According to the Nature Conservancy, the preserve is just over 100 miles north of downtown Los Angeles and will serve to protect a crucial wildlife corridor and biodiversity hotspot. As accelerating climate change continues to increase habitat loss and fragmentation, the Frank and Joan Randall Preserve ensures a critical linkage between Northern and Southern California that will allow rare, threatened, and endangered species to move and adapt to a changing environment.
The Randall Preserve covers a sweeping range of land securing connection from the Sequoia National Forest to conserved lands on the Tejon Ranch, allowing movement from the Southern Sierra Nevada down to Castaic, to the Transverse Ranges that run east to west, down to the Peninsular ranges, providing flow across a broad range of elevations.
The Nature Conservancy notes that this area is also one of the most significant in North America because by connecting Northern and Southern California it helps complete an intact network of open space lands from Canada to Mexico. Its unique topography, and its location at the convergence of four diverse ecoregions (Sierra Nevada, Mojave Desert, the Central Valley, and South Coast) only add to its significance in protecting biodiversity in the western US.
The protection of this immense area ensures that 28 sensitive species across California have the best chance of survival.
“What is striking about the Randall Preserve and this area of the Tehachapis is not only its rugged beauty, but also its unique topography. It goes from these very high elevations where you can see snow, all the way down to the Mojave desert and the Central Valley, and everything in between,” said Mike Sweeney, Executive Director of The Nature Conservancy in California. “This preserve will also ensure a much-needed corridor for wildlife, like endangered mountain lions to the south, so they can mix and move, migrate and adapt.”
“Preserving open space has long been a passion of ours,” said Frank Randall. “Once it’s gone, it’s gone.

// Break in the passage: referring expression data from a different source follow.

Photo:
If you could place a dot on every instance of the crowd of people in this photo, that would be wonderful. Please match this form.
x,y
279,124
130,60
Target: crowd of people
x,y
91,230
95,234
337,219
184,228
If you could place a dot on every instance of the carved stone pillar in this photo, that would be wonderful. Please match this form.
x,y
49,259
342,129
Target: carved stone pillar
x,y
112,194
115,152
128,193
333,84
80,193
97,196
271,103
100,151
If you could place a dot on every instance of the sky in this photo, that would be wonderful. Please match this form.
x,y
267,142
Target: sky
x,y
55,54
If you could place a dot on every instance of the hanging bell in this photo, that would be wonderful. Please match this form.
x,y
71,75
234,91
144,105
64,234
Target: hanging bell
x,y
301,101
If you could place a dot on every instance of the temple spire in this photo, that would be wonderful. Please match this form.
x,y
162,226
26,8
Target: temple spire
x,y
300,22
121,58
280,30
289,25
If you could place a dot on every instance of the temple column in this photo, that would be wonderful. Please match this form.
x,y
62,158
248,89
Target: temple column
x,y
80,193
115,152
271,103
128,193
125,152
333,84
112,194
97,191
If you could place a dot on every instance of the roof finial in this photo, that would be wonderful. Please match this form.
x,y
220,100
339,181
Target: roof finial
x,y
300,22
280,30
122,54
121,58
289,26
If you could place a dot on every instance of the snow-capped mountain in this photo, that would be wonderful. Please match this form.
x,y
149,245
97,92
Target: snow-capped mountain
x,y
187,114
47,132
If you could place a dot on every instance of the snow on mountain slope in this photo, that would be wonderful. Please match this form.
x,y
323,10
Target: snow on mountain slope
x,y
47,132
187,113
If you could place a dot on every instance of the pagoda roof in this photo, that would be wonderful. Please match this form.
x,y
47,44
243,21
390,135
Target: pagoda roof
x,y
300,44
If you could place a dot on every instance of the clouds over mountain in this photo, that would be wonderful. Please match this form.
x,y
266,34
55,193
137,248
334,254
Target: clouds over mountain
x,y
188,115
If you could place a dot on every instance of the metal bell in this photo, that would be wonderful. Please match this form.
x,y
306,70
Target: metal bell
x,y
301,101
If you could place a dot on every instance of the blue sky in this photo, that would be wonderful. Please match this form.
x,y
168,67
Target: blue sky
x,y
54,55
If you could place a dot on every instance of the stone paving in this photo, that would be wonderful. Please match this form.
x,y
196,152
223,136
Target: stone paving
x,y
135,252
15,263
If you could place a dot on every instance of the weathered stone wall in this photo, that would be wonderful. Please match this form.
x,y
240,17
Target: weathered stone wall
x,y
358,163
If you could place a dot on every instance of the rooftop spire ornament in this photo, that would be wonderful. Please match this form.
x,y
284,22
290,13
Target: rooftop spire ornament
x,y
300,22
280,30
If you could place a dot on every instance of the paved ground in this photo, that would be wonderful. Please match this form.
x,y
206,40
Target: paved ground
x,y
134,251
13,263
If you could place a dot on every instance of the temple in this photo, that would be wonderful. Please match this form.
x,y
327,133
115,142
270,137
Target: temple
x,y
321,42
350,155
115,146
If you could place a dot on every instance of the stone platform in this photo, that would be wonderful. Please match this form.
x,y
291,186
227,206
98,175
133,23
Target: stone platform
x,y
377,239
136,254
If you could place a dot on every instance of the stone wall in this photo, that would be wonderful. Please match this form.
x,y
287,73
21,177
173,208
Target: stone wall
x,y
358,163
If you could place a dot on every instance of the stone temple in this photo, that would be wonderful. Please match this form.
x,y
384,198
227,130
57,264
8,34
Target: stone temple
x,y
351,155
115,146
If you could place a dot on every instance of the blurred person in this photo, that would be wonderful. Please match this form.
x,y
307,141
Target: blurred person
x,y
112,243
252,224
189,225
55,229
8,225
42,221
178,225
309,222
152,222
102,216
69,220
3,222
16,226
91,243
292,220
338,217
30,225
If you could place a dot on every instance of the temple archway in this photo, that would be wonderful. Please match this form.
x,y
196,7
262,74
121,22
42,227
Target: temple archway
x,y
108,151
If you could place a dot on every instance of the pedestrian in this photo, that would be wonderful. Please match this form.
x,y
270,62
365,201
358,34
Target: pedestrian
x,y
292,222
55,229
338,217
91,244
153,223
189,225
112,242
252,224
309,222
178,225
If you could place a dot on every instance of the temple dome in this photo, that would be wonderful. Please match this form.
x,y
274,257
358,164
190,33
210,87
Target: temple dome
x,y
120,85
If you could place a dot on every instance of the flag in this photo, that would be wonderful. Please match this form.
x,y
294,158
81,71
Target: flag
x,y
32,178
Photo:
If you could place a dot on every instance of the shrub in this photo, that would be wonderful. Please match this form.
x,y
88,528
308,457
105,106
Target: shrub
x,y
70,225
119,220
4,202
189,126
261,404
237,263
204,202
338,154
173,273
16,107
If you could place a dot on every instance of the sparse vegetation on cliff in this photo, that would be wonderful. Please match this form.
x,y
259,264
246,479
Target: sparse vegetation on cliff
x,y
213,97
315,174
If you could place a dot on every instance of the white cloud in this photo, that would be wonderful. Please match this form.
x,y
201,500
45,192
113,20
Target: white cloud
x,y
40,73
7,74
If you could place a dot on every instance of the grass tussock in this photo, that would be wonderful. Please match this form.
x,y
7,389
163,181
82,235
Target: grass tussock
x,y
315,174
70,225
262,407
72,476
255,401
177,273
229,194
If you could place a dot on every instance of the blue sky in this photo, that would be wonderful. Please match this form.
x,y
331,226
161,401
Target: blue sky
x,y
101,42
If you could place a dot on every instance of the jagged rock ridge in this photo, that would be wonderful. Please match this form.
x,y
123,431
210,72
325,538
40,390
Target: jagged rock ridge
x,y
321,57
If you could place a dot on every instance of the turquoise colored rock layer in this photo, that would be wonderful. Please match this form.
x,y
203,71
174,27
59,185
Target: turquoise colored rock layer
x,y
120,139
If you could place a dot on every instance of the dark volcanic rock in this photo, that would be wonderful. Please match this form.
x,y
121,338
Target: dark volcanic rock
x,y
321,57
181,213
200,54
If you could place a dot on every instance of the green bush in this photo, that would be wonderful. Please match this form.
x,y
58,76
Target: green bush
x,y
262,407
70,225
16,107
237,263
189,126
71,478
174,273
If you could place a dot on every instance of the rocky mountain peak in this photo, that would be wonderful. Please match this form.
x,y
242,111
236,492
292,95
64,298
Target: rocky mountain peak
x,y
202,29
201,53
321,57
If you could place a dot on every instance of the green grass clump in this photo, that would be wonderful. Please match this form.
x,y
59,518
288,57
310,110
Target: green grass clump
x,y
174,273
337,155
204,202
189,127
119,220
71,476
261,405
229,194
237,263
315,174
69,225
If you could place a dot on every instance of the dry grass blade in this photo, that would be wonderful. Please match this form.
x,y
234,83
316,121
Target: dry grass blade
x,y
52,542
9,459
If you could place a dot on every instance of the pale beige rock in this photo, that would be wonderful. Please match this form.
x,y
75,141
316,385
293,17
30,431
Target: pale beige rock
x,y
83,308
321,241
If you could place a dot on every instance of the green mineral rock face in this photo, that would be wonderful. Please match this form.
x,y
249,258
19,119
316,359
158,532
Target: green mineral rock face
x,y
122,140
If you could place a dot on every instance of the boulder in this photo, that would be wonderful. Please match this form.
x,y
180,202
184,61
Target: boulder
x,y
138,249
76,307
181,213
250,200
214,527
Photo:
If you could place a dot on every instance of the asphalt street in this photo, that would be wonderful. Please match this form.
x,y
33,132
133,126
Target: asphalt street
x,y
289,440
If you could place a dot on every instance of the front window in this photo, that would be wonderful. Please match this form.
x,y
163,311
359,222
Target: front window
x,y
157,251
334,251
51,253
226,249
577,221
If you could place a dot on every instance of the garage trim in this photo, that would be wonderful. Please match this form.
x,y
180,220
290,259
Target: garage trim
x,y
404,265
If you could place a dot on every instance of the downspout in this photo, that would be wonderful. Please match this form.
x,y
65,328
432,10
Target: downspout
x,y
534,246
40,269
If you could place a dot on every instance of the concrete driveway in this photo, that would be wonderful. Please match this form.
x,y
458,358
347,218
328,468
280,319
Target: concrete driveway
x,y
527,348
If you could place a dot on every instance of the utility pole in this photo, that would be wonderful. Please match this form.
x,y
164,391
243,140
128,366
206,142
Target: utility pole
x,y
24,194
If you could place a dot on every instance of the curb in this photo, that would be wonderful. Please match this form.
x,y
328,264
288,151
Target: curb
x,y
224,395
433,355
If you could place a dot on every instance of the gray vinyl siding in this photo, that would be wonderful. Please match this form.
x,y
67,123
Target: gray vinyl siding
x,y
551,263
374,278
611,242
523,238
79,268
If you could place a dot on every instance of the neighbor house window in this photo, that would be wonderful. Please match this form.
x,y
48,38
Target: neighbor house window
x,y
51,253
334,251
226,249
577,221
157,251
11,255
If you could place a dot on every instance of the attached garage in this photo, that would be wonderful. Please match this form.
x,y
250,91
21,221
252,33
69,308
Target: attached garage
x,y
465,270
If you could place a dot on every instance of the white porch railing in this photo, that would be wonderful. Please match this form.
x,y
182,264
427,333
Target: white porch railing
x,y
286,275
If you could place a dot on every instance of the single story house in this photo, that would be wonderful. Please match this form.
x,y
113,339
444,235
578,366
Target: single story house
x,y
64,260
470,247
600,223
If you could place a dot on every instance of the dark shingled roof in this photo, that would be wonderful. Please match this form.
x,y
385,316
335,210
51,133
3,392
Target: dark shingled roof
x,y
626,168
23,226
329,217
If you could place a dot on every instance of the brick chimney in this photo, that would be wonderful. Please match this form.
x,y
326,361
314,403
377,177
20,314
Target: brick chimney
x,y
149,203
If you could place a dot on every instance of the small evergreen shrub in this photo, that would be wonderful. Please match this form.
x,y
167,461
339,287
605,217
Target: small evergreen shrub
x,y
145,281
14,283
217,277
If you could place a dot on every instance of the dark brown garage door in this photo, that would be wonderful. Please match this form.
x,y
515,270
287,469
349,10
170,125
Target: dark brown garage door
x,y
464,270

This area was under threat, but together with The Nature Conservancy, we’re doing everything we can to make sure this beautiful and ecologically diverse part of our state can stand the test of time for generations to come.”
According to information on the Nature Conservancy website, Frank and Joan connected over a love of adventure and, after they were married, they went on to travel extensively, finding natural wonders from Antarctica to Tahiti. But as time went on, what they saw was troubling. “In my lifetime I have witnessed massive changes in the state of nature,” Frank said, “and time is not on our side.”
Throughout his career in commercial real estate development, Frank recognized the importance of preserving open space. He specialized in redeveloping malls and other retail centers in already urbanized areas in and around Los Angeles. “The preservation of open space has long been a passion of mine,” he explained. “Buildings can be removed, but land is never the same once it’s built on. Once open space is lost, it’s really lost for good.”
With this understanding, Frank and Joan dedicated themselves to conserving natural lands and, in 2021, they championed the protection of what is now TNC’s largest California preserve. The Frank and Joan Randall Preserve at the Tehachapi Mountains, which covers over 70,000 acres (the size of five Manhattans).
“Nature is resilient,” Frank said, “and by protecting critical areas like this one, we can give it the chance to adapt to change. But we’re also giving ourselves a chance at a better future.”
In addition to the Randalls’ generosity and commitment to conservation, the creation of the preserve was also funded by public and private donors, including the Wildlife Conservation Board, The Department of The Navy, CalTrans, Resources Legacy Fund, Sierra Nevada Conservancy, and the National Fish and Wildlife Foundation, as well as other generous donors.